Plusieurs établissements de luxe ont d’ores et déjà annoncé qu’ils n’ouvriraient pas leurs portes cet été, de crainte de ne pouvoir assumer des coûts de fonctionnement trop importants et de perdre de l’argent. Et pour les autres, qui sont nombreux (environ 9 000 entreprises dans le secteur du tourisme), c’est l’incertitude la plus totale. Faute d’informations sur l’avenir de leurs entreprises, impossible pour les entrepreneurs de se projeter ou d’élaborer des stratégies pour garder la tête hors de l’eau.

«Nous sommes très très inquiets et nous avons besoin de réponses, confirme Karina Goffi, présidente de l’Union des métiers et des industries de l’hôtellerie (Umih) section Haute-Corse. A cette époque de l’année, plus personne n’a de trésorerie dans le secteur touristique et il va falloir réagir très vite, faute de quoi nous allons nous retrouver dans une situation inextricable. Les professionnels ont besoin de savoir dans quelles conditions ils pourront accueillir leurs clients, avec quels équipements, combien cela va leur coûter. Les employés, eux, veulent savoir s’ils vont pouvoir trouver un emploi». Ce mercredi 6 mai, une délégation de l’Umih insulaire a remis au préfet de Haute-Corse François Ravier une lettre adressée au président de la République. Dans le texte, une question est inscrite en caractère gras : «Comptez-vous nous aider, ainsi que nos salariés et nos fournisseurs, à enjamber cette année blanche ou, au contraire, comptez-vous nous laisser mourir?»

Effet domino

«On veut faire réagir, parce qu’on n’a plus le temps d’attendre, explique Jean-Christophe Barrau, un des membres du syndicat présent devant la préfecture de Bastia. On veut que l’Etat comprenne que la situation corse est très particulière.» Sans verser dans le catastrophisme, Marie-Antoinette Maupertuis, économiste et conseillère exécutive en charge du tourisme à la Collectivité de Corse concède être elle aussi «très très inquiète» pour l’avenir. «Il y a déjà eu entre 650 et 800 millions d’euros de pertes sur l’avant-saison, calcule l’élue. Si la saison n’a pas lieu, on risque d’entrer en récession à la rentrée». L’économiste redoute un effet domino  «car le système économique tout entier dépend beaucoup de la demande touristique : tous les secteurs qui interviennent en amont ou en aval du tourisme sont concernés jusqu’à l’agroalimentaire et au BTP».

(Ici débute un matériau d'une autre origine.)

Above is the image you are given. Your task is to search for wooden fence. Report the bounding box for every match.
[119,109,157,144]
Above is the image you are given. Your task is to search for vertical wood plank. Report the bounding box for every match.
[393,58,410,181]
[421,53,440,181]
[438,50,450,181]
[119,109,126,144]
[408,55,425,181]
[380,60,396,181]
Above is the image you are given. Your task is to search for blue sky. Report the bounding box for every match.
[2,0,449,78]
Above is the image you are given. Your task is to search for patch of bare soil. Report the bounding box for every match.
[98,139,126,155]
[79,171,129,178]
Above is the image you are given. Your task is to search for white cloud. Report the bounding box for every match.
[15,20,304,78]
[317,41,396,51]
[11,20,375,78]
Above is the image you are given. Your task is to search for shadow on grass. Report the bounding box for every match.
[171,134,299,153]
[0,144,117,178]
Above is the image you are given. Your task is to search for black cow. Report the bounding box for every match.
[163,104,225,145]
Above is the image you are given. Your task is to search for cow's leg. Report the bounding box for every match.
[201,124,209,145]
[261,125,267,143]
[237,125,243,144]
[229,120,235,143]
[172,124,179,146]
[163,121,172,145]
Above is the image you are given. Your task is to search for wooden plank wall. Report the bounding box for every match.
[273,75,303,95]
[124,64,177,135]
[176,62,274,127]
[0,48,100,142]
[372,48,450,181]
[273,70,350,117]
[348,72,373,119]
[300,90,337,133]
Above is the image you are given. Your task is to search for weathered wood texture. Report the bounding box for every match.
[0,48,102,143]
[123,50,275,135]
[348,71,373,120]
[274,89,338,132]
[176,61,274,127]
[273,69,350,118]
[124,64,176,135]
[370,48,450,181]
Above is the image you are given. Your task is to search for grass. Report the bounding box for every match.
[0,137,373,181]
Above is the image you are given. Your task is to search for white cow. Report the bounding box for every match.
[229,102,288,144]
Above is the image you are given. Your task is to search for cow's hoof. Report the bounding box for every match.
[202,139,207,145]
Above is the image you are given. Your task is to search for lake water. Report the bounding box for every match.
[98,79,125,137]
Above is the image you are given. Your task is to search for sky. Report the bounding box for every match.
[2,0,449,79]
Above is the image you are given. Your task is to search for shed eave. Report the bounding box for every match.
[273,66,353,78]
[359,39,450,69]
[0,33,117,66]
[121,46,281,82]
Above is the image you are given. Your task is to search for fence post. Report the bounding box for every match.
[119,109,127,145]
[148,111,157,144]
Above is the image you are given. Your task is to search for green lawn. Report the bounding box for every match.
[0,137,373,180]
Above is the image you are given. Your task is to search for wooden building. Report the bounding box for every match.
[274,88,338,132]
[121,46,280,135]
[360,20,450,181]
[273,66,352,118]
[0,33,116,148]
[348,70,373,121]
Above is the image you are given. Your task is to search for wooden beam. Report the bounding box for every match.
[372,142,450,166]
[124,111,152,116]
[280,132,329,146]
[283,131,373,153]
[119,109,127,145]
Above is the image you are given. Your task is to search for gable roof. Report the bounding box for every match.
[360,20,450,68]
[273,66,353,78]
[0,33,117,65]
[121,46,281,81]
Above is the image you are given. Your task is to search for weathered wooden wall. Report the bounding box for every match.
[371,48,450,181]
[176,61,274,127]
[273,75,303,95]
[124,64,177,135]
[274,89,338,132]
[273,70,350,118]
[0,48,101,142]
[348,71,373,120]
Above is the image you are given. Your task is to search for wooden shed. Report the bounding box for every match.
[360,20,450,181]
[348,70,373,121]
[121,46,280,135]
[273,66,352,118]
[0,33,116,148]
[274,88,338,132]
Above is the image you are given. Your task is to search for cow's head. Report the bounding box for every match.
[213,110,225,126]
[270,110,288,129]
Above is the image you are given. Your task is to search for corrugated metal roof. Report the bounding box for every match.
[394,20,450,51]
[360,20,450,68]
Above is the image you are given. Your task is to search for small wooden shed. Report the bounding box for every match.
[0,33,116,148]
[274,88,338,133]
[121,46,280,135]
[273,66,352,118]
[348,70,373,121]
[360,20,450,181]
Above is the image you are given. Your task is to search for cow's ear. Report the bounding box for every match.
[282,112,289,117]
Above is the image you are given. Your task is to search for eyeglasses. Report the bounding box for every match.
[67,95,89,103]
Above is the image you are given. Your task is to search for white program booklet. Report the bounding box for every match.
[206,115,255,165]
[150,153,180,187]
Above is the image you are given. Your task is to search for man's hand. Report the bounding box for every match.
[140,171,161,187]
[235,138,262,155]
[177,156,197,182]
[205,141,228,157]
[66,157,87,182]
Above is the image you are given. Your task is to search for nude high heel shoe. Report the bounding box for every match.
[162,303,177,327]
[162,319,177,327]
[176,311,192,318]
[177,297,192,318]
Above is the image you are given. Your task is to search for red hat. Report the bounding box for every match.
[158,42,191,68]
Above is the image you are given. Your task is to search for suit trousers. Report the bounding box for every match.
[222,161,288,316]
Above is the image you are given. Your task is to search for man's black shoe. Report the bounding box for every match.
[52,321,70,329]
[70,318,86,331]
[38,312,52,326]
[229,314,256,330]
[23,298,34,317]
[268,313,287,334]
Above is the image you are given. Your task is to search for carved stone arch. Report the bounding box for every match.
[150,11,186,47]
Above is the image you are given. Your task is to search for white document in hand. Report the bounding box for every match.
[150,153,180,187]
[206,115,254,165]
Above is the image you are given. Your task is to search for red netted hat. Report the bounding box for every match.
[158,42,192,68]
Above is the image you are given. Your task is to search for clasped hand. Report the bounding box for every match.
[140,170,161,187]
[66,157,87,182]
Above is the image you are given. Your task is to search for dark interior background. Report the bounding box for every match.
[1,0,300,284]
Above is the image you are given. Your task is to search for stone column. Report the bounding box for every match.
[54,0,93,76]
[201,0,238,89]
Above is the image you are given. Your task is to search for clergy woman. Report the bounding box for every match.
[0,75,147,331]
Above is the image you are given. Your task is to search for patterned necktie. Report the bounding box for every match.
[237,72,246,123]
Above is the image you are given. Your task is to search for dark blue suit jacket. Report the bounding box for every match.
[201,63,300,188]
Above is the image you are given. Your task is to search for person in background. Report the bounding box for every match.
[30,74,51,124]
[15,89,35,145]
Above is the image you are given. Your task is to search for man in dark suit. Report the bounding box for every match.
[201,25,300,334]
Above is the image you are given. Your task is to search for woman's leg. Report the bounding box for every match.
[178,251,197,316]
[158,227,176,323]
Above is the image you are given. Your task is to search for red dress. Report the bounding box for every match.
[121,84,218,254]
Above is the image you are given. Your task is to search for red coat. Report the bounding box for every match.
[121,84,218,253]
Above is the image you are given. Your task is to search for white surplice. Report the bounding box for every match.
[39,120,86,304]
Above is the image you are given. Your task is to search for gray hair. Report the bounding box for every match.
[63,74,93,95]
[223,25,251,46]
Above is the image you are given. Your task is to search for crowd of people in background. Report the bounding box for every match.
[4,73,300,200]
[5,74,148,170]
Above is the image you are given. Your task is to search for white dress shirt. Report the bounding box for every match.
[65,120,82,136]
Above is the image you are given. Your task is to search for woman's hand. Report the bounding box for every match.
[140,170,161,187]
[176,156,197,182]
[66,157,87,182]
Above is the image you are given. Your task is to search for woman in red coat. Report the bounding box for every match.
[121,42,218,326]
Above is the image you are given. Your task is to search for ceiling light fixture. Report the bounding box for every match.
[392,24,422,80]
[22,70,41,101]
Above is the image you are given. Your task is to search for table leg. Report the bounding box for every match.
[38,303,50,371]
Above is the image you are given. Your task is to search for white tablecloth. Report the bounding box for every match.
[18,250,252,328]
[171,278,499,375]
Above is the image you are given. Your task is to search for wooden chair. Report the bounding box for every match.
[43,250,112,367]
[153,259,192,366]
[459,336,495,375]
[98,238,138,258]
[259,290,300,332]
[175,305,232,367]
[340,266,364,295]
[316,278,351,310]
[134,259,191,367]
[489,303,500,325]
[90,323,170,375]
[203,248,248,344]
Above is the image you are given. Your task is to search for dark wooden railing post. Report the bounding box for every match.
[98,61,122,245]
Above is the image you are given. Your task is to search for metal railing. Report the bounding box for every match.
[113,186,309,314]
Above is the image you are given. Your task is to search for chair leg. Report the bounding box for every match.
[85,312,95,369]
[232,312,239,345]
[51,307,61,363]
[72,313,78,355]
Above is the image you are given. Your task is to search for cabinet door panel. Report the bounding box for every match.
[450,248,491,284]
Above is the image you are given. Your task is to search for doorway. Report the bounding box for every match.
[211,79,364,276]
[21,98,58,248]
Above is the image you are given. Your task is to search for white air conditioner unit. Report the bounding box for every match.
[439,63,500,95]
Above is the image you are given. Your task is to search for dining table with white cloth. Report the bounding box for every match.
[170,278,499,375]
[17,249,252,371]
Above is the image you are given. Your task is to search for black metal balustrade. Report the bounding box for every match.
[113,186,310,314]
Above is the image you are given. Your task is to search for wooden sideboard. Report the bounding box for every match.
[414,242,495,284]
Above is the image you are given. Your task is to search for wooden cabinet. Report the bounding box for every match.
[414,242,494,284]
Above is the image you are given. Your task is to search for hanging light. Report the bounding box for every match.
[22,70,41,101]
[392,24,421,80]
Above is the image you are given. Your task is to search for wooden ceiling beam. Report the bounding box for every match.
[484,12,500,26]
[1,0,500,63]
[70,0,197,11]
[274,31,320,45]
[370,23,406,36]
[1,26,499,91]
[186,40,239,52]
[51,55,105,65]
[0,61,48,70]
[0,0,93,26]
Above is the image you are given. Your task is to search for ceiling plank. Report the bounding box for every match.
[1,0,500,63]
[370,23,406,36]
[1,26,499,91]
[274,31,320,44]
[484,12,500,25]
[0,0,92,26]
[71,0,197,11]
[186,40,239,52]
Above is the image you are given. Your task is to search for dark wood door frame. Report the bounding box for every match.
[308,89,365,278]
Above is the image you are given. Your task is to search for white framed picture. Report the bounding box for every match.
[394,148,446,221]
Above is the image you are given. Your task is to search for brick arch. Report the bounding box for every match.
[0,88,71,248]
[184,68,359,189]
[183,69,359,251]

En attendant de savoir si saison il y aura, les initiatives se multiplient sur les réseaux sociaux pour inciter les Corses à faire du tourisme local. Reste qu’avec une population de 335 000 habitants, le marché intérieur ne pourra pas compenser les pertes : l’an dernier 2,7 millions de touristes ont séjourné en Corse.